I seldom have the opportunity to talk to my neighbours; they are all farmers and our family is of the urban kind, “wanna be” hobby farmers. We commute in and out of the small country drive, we wave, we give way to motorcyclists, sometimes to a van, yet we rarely stop. The only friendship we have developed is with Ah Peck, which by the way is not his name, it really means “grand-father” or “old man” in local Chinese. We don’t know his real name; he’s never told us and he seems to enjoy us calling him Ah Peck.
It was easy to for us to become good neighbours because he and his family are the only planters who actually live on their land; the others are daily farmers. Today happens to be a busy field day for most of them, a fortunate coincidence, and a chance for me to finally meet them on my walk to that large durian tree down the drive where Ah Chai, and by now three other men, have gathered around my strategic photo-shoot spot. Right now, with them by my side, I can witness the legendary and amazing power of the durian: the power to attract and unite people. This is exactly what is happening here, in the midst of chilli-pepper plants for two Hakka and one Bidayuh men and I, a French woman.
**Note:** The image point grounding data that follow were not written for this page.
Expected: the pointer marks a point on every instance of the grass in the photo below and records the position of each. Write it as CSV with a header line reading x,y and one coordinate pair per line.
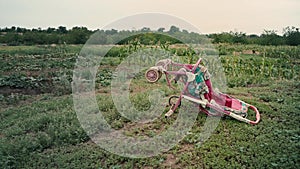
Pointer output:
x,y
42,131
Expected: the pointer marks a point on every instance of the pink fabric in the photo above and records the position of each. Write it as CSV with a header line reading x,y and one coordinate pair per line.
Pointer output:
x,y
221,99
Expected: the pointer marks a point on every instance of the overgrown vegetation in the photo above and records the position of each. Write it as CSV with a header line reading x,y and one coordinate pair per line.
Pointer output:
x,y
79,35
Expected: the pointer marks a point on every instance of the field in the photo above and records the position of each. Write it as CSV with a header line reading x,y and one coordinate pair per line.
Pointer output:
x,y
39,127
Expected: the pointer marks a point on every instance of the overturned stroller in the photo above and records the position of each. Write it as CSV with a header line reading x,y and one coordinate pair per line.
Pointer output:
x,y
198,89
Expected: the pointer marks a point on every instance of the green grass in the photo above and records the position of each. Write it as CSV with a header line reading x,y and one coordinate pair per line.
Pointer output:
x,y
42,131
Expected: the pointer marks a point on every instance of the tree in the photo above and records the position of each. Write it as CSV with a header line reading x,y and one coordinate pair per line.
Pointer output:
x,y
173,29
269,37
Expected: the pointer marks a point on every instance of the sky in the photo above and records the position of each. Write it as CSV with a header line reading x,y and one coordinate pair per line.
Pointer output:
x,y
209,16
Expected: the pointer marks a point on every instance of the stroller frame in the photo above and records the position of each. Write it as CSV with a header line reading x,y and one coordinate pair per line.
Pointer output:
x,y
154,73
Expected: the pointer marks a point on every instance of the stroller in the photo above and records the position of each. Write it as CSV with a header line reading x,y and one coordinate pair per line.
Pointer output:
x,y
198,89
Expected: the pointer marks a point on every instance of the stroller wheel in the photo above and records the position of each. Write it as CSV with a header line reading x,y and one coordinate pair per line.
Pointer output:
x,y
152,75
173,100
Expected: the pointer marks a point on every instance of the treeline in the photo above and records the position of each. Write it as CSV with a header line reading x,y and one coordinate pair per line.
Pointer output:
x,y
79,35
291,36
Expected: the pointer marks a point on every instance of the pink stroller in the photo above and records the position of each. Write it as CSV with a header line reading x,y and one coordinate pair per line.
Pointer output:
x,y
198,89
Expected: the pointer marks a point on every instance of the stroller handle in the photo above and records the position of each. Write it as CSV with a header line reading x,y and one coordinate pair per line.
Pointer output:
x,y
240,118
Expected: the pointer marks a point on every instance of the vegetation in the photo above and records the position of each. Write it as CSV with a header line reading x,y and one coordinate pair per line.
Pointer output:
x,y
39,127
79,35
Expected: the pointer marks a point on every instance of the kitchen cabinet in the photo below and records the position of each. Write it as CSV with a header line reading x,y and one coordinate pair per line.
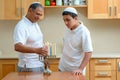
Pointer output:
x,y
103,9
103,69
6,66
10,65
118,69
16,9
53,64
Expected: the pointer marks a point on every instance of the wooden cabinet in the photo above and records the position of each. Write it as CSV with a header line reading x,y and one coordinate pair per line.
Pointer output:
x,y
103,9
103,69
118,69
6,66
53,64
16,9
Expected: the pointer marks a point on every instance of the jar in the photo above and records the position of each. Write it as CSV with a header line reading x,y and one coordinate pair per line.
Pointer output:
x,y
58,2
76,2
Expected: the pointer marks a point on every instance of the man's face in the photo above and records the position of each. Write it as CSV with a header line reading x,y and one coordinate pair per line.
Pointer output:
x,y
36,14
69,21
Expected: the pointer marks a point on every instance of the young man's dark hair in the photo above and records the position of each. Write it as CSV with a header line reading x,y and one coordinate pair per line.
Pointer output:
x,y
69,13
35,5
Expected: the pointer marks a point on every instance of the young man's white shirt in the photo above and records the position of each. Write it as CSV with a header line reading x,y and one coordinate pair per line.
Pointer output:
x,y
29,34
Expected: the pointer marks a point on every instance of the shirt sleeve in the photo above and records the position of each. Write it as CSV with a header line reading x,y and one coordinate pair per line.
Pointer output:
x,y
86,41
20,34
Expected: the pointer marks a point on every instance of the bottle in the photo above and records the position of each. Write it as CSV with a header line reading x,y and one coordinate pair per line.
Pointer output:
x,y
58,2
70,2
76,2
65,2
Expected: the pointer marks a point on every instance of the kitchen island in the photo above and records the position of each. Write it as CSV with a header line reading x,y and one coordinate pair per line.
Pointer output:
x,y
40,76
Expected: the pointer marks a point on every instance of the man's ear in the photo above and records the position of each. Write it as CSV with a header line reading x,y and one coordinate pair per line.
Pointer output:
x,y
30,10
76,18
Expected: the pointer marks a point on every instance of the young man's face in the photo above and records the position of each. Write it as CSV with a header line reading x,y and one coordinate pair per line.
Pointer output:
x,y
69,21
36,14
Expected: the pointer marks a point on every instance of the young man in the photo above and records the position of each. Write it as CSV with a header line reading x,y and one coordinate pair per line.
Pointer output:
x,y
77,49
28,40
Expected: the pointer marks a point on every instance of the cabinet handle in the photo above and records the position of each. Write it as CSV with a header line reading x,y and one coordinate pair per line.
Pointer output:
x,y
115,8
110,11
103,73
118,66
18,12
23,12
102,61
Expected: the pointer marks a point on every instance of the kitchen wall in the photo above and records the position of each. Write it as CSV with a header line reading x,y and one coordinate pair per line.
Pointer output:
x,y
104,33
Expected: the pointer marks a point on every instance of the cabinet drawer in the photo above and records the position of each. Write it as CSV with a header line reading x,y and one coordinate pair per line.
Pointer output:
x,y
103,64
103,75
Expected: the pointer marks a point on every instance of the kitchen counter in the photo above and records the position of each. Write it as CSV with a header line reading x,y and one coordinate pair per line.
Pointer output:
x,y
106,55
94,55
40,76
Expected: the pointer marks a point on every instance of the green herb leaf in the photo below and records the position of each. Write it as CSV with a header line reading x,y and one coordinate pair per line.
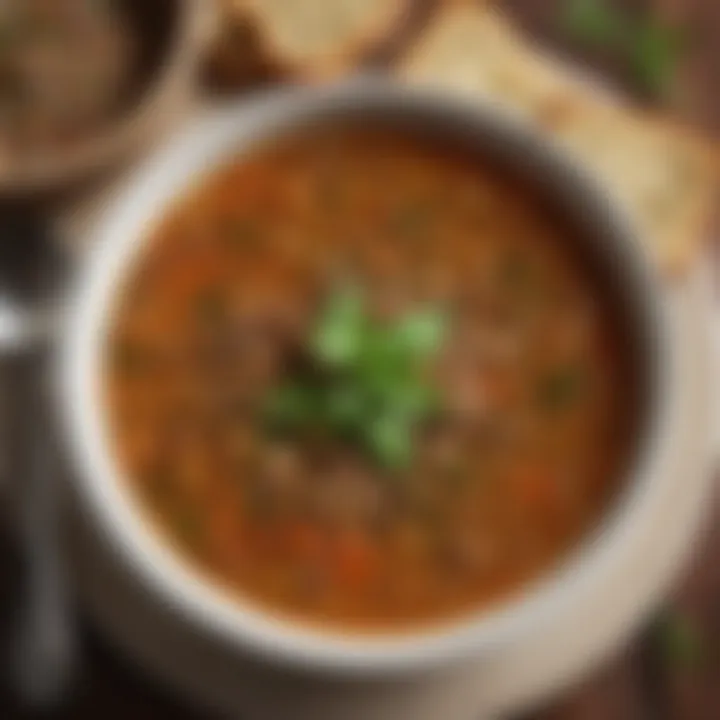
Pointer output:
x,y
680,641
390,440
339,334
368,385
422,333
654,56
593,22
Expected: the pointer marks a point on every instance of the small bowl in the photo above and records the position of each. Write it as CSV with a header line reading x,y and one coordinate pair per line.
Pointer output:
x,y
170,36
172,582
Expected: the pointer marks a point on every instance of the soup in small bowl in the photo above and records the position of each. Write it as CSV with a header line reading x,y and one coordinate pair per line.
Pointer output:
x,y
368,374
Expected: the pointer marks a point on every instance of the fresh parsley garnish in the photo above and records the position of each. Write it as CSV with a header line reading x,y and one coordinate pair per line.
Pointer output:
x,y
368,382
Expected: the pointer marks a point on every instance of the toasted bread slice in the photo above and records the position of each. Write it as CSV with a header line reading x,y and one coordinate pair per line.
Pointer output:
x,y
307,39
475,51
666,177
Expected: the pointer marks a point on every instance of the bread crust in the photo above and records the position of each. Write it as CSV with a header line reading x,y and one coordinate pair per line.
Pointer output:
x,y
551,96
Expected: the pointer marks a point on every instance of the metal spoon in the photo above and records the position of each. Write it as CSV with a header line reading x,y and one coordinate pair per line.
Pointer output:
x,y
42,649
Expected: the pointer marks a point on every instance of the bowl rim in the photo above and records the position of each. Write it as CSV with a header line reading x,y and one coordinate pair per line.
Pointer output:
x,y
67,165
120,233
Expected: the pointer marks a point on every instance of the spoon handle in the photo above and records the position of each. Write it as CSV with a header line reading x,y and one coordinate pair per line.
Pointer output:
x,y
42,651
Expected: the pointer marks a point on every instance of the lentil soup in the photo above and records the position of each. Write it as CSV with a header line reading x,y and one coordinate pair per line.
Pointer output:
x,y
364,380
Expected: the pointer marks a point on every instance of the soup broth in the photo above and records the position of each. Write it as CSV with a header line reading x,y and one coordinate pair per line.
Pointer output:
x,y
363,380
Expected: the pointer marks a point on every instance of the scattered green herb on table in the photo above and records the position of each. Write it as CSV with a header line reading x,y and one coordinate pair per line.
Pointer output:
x,y
369,382
679,640
650,47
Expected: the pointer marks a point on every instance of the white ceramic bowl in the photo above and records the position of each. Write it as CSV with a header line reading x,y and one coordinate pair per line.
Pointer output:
x,y
124,227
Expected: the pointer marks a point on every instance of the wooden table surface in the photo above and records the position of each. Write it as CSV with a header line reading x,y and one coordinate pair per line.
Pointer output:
x,y
671,669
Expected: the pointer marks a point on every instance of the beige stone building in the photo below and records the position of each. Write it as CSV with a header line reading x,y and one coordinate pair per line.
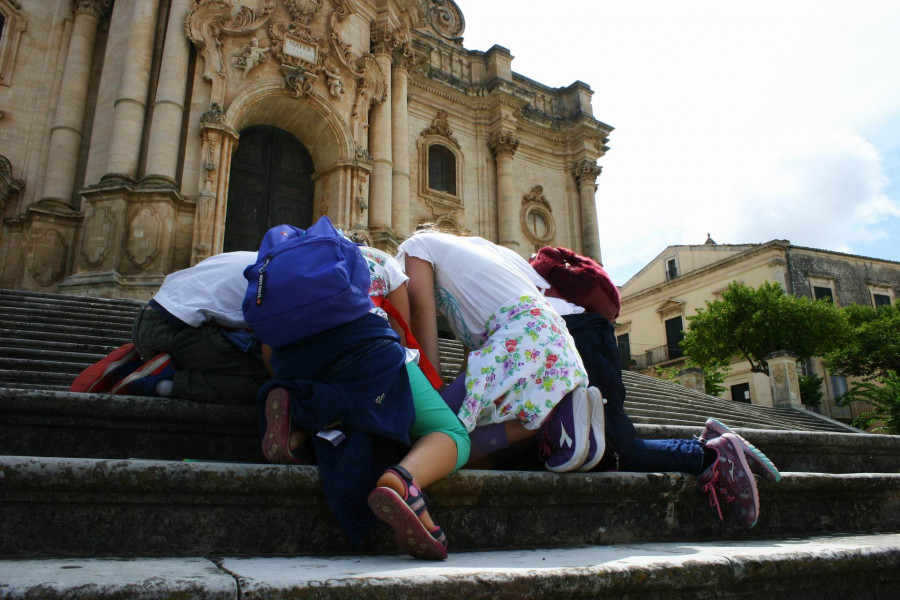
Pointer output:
x,y
138,137
658,299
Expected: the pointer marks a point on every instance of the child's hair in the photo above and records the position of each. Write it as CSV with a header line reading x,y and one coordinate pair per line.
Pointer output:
x,y
359,236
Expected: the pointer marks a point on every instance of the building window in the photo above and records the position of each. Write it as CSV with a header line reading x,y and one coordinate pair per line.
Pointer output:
x,y
674,335
624,349
671,269
441,169
740,393
881,300
823,293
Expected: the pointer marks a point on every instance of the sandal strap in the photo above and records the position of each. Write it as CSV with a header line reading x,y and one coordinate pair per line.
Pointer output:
x,y
414,496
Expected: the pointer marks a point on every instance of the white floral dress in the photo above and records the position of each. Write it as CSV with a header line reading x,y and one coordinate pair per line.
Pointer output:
x,y
525,361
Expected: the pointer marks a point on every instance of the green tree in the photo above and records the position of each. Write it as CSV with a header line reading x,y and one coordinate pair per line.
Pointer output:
x,y
872,348
884,395
753,323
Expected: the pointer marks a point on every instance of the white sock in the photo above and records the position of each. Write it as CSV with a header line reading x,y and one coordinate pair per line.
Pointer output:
x,y
164,387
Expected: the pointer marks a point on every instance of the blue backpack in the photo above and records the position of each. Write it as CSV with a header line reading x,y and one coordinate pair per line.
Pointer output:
x,y
304,282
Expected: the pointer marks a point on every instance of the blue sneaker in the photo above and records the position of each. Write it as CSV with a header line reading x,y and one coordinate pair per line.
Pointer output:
x,y
143,381
759,462
597,444
564,438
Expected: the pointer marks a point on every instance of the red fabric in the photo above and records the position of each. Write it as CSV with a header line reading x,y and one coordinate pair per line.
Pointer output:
x,y
578,279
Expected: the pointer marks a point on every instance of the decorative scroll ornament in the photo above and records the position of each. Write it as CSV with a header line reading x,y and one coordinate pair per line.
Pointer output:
x,y
537,195
298,80
213,114
95,8
586,170
445,18
503,143
441,126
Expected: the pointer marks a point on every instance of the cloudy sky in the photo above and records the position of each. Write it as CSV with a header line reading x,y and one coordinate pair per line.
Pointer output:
x,y
750,121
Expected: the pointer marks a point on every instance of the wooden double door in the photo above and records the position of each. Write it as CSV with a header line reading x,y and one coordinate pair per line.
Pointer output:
x,y
270,184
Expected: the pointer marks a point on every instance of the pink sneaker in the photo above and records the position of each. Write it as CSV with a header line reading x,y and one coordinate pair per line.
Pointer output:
x,y
730,476
759,462
102,375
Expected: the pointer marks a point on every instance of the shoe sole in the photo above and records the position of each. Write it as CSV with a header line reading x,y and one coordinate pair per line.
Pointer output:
x,y
143,371
581,416
598,429
735,441
100,376
411,535
276,440
763,466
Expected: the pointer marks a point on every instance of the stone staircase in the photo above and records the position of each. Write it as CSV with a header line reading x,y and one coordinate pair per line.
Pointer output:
x,y
86,477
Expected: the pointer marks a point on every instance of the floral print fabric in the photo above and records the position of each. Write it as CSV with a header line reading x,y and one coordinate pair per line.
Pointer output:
x,y
527,365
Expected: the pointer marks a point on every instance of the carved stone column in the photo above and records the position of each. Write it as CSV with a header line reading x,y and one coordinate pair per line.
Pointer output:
x,y
783,380
131,98
380,146
66,134
403,62
586,173
209,218
165,127
504,145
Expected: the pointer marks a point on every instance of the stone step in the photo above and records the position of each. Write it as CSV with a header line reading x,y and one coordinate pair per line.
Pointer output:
x,y
839,566
88,507
65,424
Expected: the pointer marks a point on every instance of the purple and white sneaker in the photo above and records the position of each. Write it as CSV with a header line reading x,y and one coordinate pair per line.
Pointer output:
x,y
563,441
730,476
597,445
759,462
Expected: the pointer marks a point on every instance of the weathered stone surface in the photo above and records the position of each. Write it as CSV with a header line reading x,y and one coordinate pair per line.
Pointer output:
x,y
69,507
The powerful spell of the durian spreads through South East Asia, Indonesia, the Philippines, southern Thailand and Malaysia. No other fruit I know of can get people together to enjoy a splendid time like this one does. I mean, no-one would ever fuss so much over a pineapple, a bunch of bananas or even a jack fruit.
Despite its thorny nature (“duri” in Malay means “thorn”) the durian actually creates bonds, at least between locals. As a general rule though, sharing a durian with a non-Asian without any prior briefing may result in the end of a beautiful friendship. Although there seems to be a growing number of Caucasians who claim to love the custard-like pulp that covers the large seeds encased in the inner compartments of the spiky shell, even for those, it is still an acquired taste; most of them react by running off, literally, or like my friend Elsa did, by diving head first into a river.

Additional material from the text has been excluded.